Everyone’s mind functions differently, and it become more clear to me that my brain could not handle science. Consequently, becoming a doctor seemed to become more and more unrealistic (not to mention the fact that I faint at the sight of blood, but that’s an entirely different topic).

The breaking point for me was in the summer, when I was trying to take a physics course. Being a prerequisite for my program at that time, I thought that having all my focus on one subject would provide me the opportunity to thrive. However, after hours on end of studying, I sat down at a midterm that possessed questions that were completely foreign to me. It was at that point I asked myself, why am I putting so much effort into something that I am getting no significant return from?

From that point on, everything changed. I changed both my program and major, and for the first time in my life started taking courses that I actually enjoyed. At no point during this past semester did I feel lost or overwhelmed. Yes, I did have to still work my butt off. But this time, the results of my efforts were finally tangible.
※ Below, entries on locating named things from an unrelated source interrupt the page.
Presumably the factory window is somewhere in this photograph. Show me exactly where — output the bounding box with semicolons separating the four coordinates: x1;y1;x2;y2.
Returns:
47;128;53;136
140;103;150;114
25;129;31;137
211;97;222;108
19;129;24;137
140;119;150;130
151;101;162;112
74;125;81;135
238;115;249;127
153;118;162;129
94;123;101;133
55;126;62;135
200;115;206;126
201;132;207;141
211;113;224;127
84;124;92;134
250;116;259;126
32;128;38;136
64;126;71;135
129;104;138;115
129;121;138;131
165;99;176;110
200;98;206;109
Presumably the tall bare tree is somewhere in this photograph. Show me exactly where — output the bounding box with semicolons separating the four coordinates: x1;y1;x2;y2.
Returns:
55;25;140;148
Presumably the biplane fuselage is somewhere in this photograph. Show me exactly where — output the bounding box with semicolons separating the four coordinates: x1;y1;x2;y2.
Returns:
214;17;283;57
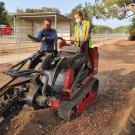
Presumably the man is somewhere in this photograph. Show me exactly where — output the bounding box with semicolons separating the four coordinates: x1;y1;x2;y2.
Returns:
74;10;92;48
28;18;57;51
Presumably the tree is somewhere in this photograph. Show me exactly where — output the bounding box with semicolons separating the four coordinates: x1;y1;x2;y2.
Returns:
0;1;8;24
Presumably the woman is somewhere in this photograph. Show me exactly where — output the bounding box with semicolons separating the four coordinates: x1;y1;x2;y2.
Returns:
74;10;92;48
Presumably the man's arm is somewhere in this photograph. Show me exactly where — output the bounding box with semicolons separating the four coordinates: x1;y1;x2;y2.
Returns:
45;30;57;41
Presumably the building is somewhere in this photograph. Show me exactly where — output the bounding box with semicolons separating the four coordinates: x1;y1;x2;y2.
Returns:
13;12;72;39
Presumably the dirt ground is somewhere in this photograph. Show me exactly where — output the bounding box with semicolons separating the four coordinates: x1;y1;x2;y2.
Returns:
0;40;135;135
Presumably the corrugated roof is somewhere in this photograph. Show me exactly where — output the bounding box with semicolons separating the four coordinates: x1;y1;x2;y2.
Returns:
11;12;72;21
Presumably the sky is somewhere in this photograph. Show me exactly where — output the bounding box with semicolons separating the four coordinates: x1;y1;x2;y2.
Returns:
1;0;131;28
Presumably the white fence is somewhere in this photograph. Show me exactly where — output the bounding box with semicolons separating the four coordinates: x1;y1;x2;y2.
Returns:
0;27;128;52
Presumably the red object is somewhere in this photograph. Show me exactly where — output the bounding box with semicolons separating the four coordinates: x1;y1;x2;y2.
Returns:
88;47;99;74
76;87;96;114
0;25;12;35
48;97;60;109
64;68;74;89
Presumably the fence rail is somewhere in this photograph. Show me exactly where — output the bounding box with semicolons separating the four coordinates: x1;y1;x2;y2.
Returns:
0;27;128;52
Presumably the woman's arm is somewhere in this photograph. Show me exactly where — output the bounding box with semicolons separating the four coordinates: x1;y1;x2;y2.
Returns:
85;22;90;41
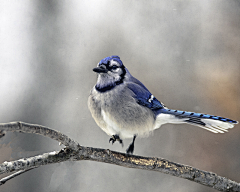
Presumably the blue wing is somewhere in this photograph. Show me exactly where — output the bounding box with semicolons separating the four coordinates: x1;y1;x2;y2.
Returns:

Do not let your family, your community or, in my case, your high school, dictate what you should do. In every class, regardless of subject, there are always students who have no interest in being there. In addition, there will always be certain students who work extremely hard but just cannot do well in a given course. If you are in one of those categories, maybe it is time to rethink your academic choices.

In addition, from a broader perspective, maybe we should be reexamining the expectations that adults in our society place on children. As the world develops there are a wider variety of jobs available. We should work to eliminate the assumption that there are only certain respectable careers. Maybe then, students will finally be able to enjoy school, not dread it.